Westward rose the continental shelf, steeper than any cliff could be in air. When Cat was a kid, old Father Clemson at the Quarter parish who owed gambling debts to half his congregation told myths during weekend services. Cat would have beaten up any kid who suspected how much she loved those stories. She had no time for sermons, which were one more way folk told you to sit down and listen, but she liked the strange tales and weird poems, and one line returned to her thoughts as she looked down into the black: something about spirits brooding on the abyss.
She pointed down and shot Raz a questioning glance. He gave her the thumbs-up. Pointed down. Thumbs-up again.
Great.
She brooded on the abyss like a champ.
Water pressed her in an embrace tighter than the Suit’s used to be before Seril came back, and the Suit stiffened to match.
Cat’s heart beat faster. Raz kicked into the deep, somersaulted, and waved up at her with a smile.
Pressure at this depth could warp a body from within. The City Aquarium displayed the corpses of dead things divers dredged from the deeps, spiny and toothed, many-clawed, tentacular. Special care had to be taken, the exhibit’s brass placards read, in recovering such specimens, due to the pressure difference between ocean floor and surface. If she removed her Suit down here, she’d die.
Her eyes adjusted. No human eyes could have, there wasn’t enough light, but human limits did not bind the Suit. Raz’s white pants flashed when he kicked.
They passed few fish at this depth, and no vampires she could see. They’d almost reached the bottom. Sharp grim coral towers jutted from the murk below. White flakes of sea
snow flitted between the peaks. Could Raz have been mistaken? He’d sounded so sure.
The coral towers moved.
Earthquake was her first thought, though there were no quakes in Alt Coulumb. The movement’s scale was too great for anything else. It could not be a living thing—nothing so large could live, on land.
But they weren’t on land anymore.
The towers swelled and reddened as they approached, sharp pitted texture filling out with roseate skin. Blue sparks crackled beneath a translucent surface. High-pitched cries filled the deep. Arms the length of Alt Coulumb’s coastline coiled, wreathed by clouds of dust. Currents tossed her as the thing beneath bloomed, the coral forest transformed into a city-sized mantle. The Suit fed liquid beauty through Cat’s vein, but chemical confidence was little help. As she grasped and failed and grasped again at the sheer inconceivable scale of the thing coming oh gods toward her, its displacement current pulled her down, tossing Raz head over heels—
And what she’d taken for wrinkles on the creature’s skin were blade-sharp ridges—
She caught Raz and pulled him close as the star kraken crashed into them.
Blade-flesh drew sparks as it scraped her Suit; she tumbled into a canyon-sized wrinkle, bounced off a rubbery wall, pushed herself away—Raz tugged her out of the groove before it snapped closed, mouthlike. She kicked off and down again, and realized they were not alone.
Nearly human creatures slipped through the water around her.

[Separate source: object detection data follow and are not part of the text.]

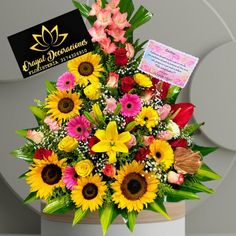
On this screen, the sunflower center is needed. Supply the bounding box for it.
[156,152,161,159]
[82,183,98,200]
[41,164,62,185]
[121,173,147,201]
[78,62,94,76]
[58,98,75,113]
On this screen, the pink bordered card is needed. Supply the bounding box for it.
[138,40,199,88]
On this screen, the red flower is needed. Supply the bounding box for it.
[34,148,52,160]
[103,164,116,178]
[135,147,150,161]
[171,103,194,129]
[170,138,188,148]
[121,76,135,93]
[88,136,99,155]
[114,48,129,66]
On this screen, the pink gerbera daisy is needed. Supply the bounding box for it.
[57,72,76,91]
[63,166,79,190]
[66,115,90,141]
[120,94,142,117]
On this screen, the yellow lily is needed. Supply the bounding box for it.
[92,121,131,163]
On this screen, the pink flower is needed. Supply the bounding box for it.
[63,166,79,190]
[103,164,116,178]
[167,171,184,185]
[94,9,112,28]
[158,104,171,120]
[99,37,117,54]
[106,0,120,14]
[44,116,60,132]
[112,11,131,30]
[106,27,126,43]
[157,130,173,141]
[125,43,135,59]
[26,130,44,144]
[143,135,155,146]
[125,134,137,149]
[120,94,142,117]
[106,72,119,88]
[57,72,76,91]
[66,115,90,141]
[89,2,101,16]
[88,26,107,43]
[104,97,117,113]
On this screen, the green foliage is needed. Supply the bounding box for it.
[195,163,221,182]
[73,208,89,226]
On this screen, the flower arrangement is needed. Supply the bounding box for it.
[12,0,220,235]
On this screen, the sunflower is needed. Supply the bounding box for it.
[135,106,160,132]
[46,90,82,123]
[149,140,174,170]
[112,161,159,212]
[71,174,107,211]
[67,52,104,86]
[26,153,66,200]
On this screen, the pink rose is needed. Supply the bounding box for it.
[103,164,116,178]
[44,117,60,132]
[125,43,135,59]
[158,104,171,120]
[26,130,44,144]
[104,97,117,113]
[157,130,173,141]
[143,135,155,146]
[167,171,184,185]
[125,134,137,149]
[106,72,119,88]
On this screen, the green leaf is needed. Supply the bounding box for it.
[99,204,119,236]
[165,86,182,104]
[73,0,96,25]
[126,6,153,37]
[195,163,221,182]
[181,181,215,194]
[16,129,28,138]
[73,208,89,226]
[30,106,46,125]
[148,198,171,220]
[119,0,134,19]
[191,144,218,157]
[45,80,57,94]
[167,189,200,202]
[182,122,205,136]
[24,192,38,204]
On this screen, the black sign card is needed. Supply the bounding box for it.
[8,10,93,78]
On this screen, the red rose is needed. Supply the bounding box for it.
[103,164,116,178]
[135,147,150,161]
[121,76,135,93]
[34,148,52,160]
[89,136,100,155]
[114,48,129,66]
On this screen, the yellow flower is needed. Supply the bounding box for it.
[58,136,78,152]
[84,83,101,100]
[135,106,160,132]
[26,153,66,200]
[149,140,174,170]
[111,161,159,212]
[71,174,107,211]
[134,73,152,88]
[92,121,131,163]
[67,52,104,86]
[46,90,82,124]
[75,160,94,177]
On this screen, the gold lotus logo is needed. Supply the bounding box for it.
[30,25,68,52]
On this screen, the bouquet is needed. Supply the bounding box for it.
[12,0,220,235]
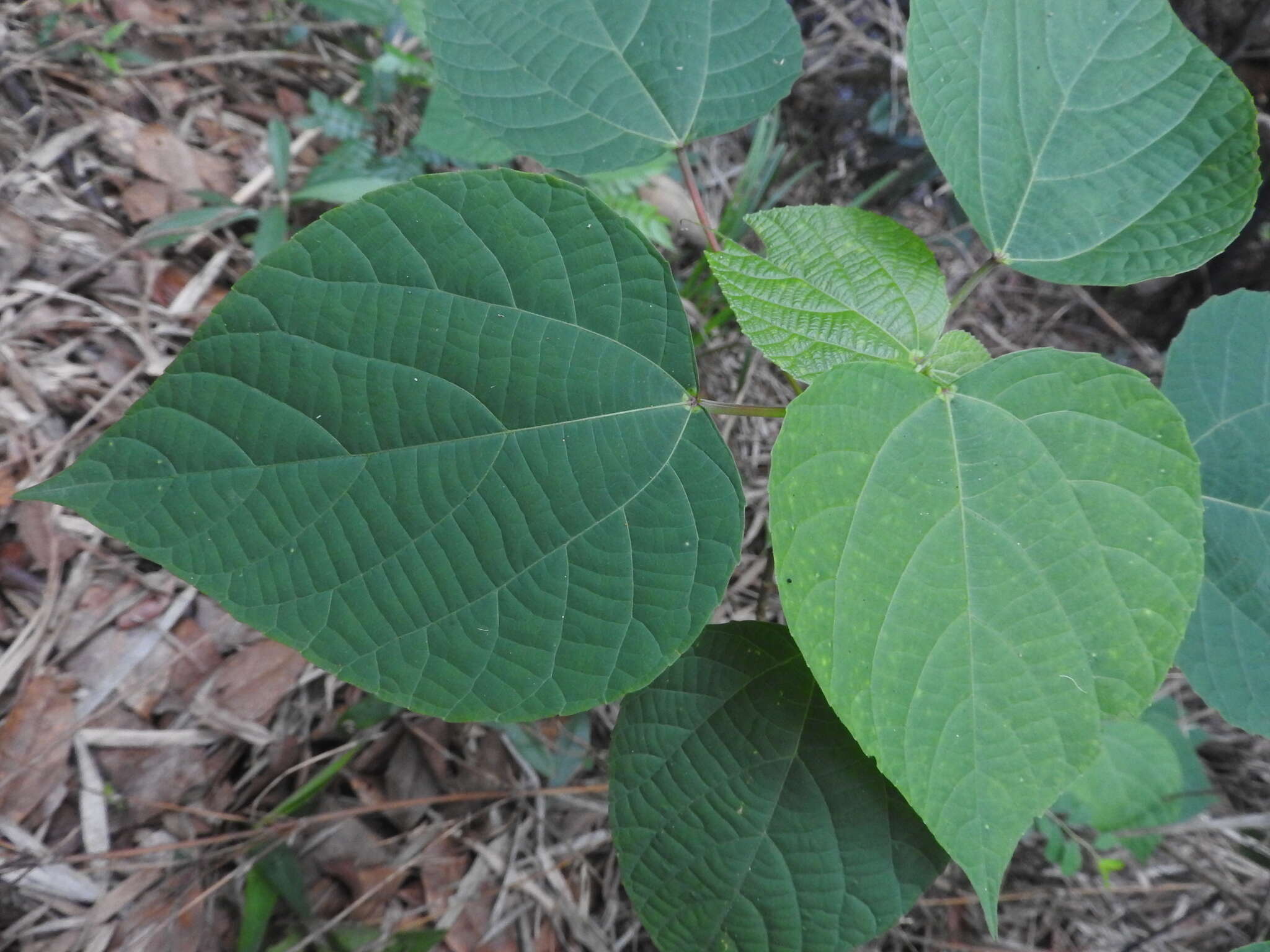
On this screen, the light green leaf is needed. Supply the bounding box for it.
[401,0,428,46]
[709,206,949,379]
[1053,700,1212,863]
[1163,291,1270,735]
[292,175,396,205]
[605,195,674,247]
[908,0,1261,284]
[610,622,948,952]
[585,152,674,198]
[414,82,512,165]
[771,350,1202,922]
[425,0,802,173]
[920,330,992,383]
[15,171,742,720]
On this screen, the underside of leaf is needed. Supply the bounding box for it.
[771,350,1201,920]
[908,0,1261,284]
[427,0,802,173]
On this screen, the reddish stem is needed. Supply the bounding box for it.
[674,146,722,252]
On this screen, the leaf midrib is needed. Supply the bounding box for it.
[55,403,691,488]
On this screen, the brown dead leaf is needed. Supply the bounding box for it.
[136,122,234,194]
[12,503,57,569]
[639,175,706,247]
[322,859,411,923]
[98,109,234,198]
[120,179,171,223]
[273,86,309,120]
[156,618,221,712]
[0,672,78,822]
[0,472,18,506]
[0,209,39,288]
[114,594,171,631]
[109,865,222,952]
[212,641,309,725]
[419,837,520,952]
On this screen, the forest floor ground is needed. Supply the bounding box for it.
[0,0,1270,952]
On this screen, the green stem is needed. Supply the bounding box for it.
[697,400,785,418]
[949,258,1001,314]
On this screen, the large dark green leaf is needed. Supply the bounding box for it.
[908,0,1261,284]
[771,350,1202,920]
[427,0,802,173]
[610,622,948,952]
[20,171,742,720]
[1165,291,1270,735]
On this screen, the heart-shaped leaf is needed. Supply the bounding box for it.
[771,350,1202,922]
[710,206,949,379]
[27,171,742,720]
[908,0,1261,284]
[610,622,948,952]
[427,0,802,173]
[1165,291,1270,735]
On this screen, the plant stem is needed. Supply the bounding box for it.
[697,400,785,416]
[949,258,1001,314]
[674,146,722,252]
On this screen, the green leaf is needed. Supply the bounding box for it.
[771,350,1201,922]
[425,0,802,173]
[921,330,992,383]
[605,195,674,247]
[401,0,428,46]
[709,206,949,379]
[610,622,948,952]
[908,0,1261,284]
[415,82,512,165]
[585,152,674,200]
[292,175,396,205]
[15,171,743,720]
[1053,700,1209,863]
[1163,291,1270,735]
[235,866,278,952]
[305,0,397,27]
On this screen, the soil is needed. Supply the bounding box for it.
[0,0,1270,952]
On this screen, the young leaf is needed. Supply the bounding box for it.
[709,206,949,381]
[15,171,742,720]
[415,82,512,165]
[771,350,1202,922]
[427,0,802,173]
[1053,700,1210,863]
[610,622,948,952]
[908,0,1261,284]
[922,330,992,383]
[1163,291,1270,735]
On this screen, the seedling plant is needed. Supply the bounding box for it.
[24,0,1270,952]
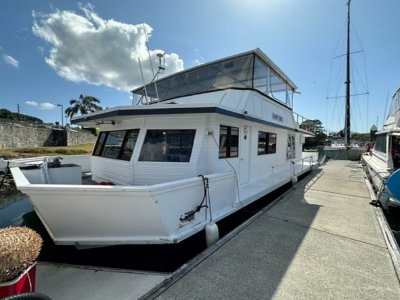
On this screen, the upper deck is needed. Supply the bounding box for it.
[132,48,297,109]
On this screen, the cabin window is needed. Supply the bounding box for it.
[287,134,296,159]
[219,125,239,158]
[258,131,276,155]
[374,134,386,153]
[139,129,196,162]
[93,129,139,161]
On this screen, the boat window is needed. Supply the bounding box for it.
[374,134,386,153]
[93,129,139,161]
[219,125,239,158]
[132,53,294,107]
[258,131,276,155]
[93,132,107,156]
[139,129,196,162]
[287,134,296,159]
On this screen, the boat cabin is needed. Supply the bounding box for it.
[73,49,310,185]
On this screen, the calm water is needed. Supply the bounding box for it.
[0,179,400,272]
[0,186,282,272]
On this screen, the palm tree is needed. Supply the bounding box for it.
[65,95,102,118]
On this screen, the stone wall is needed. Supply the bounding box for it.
[0,125,96,149]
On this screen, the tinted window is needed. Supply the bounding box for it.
[93,129,139,160]
[139,129,196,162]
[257,131,276,155]
[219,125,239,158]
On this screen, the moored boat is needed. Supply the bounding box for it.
[11,49,317,247]
[362,89,400,208]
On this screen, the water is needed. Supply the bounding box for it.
[0,185,290,272]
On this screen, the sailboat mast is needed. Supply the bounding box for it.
[344,0,351,146]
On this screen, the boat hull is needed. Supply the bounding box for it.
[361,153,400,209]
[11,158,316,248]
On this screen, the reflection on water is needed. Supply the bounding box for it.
[0,186,288,272]
[0,179,400,272]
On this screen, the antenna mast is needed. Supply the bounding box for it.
[344,0,351,146]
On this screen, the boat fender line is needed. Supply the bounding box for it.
[205,221,219,247]
[40,156,50,184]
[179,175,209,222]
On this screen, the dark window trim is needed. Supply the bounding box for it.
[257,130,278,155]
[92,129,140,161]
[218,124,240,159]
[138,128,197,163]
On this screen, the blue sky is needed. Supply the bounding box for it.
[0,0,400,132]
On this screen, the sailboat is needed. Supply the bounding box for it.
[324,0,365,160]
[362,88,400,209]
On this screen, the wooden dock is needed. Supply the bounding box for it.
[36,160,400,300]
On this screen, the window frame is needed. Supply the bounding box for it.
[286,133,296,159]
[138,128,197,163]
[92,128,140,161]
[257,131,278,155]
[218,124,240,159]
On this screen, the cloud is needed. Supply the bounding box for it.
[25,101,56,110]
[25,101,39,107]
[32,5,183,91]
[3,54,19,68]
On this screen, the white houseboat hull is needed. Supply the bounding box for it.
[11,156,316,247]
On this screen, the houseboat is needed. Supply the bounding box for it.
[11,49,317,247]
[362,89,400,209]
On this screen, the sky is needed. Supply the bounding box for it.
[0,0,400,132]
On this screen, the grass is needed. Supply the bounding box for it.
[0,144,94,159]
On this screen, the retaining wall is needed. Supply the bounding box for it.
[0,125,96,149]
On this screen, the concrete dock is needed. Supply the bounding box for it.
[36,161,400,300]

She’d taken them for snow at first, decayed dead things fallen to the benthic plane. They swam, long limbed and webbed, skin every color she had seen, jaws distended with curved teeth. Darting about the kraken, they pierced its flesh with spears and carved broad wounds with knives. She saw a slick naked girl unhinge her jaw and sink fangs into punctured kraken flesh. Blue blood leaked from the seal her lips made. The girl swallowed convulsively, released the monster, and howled.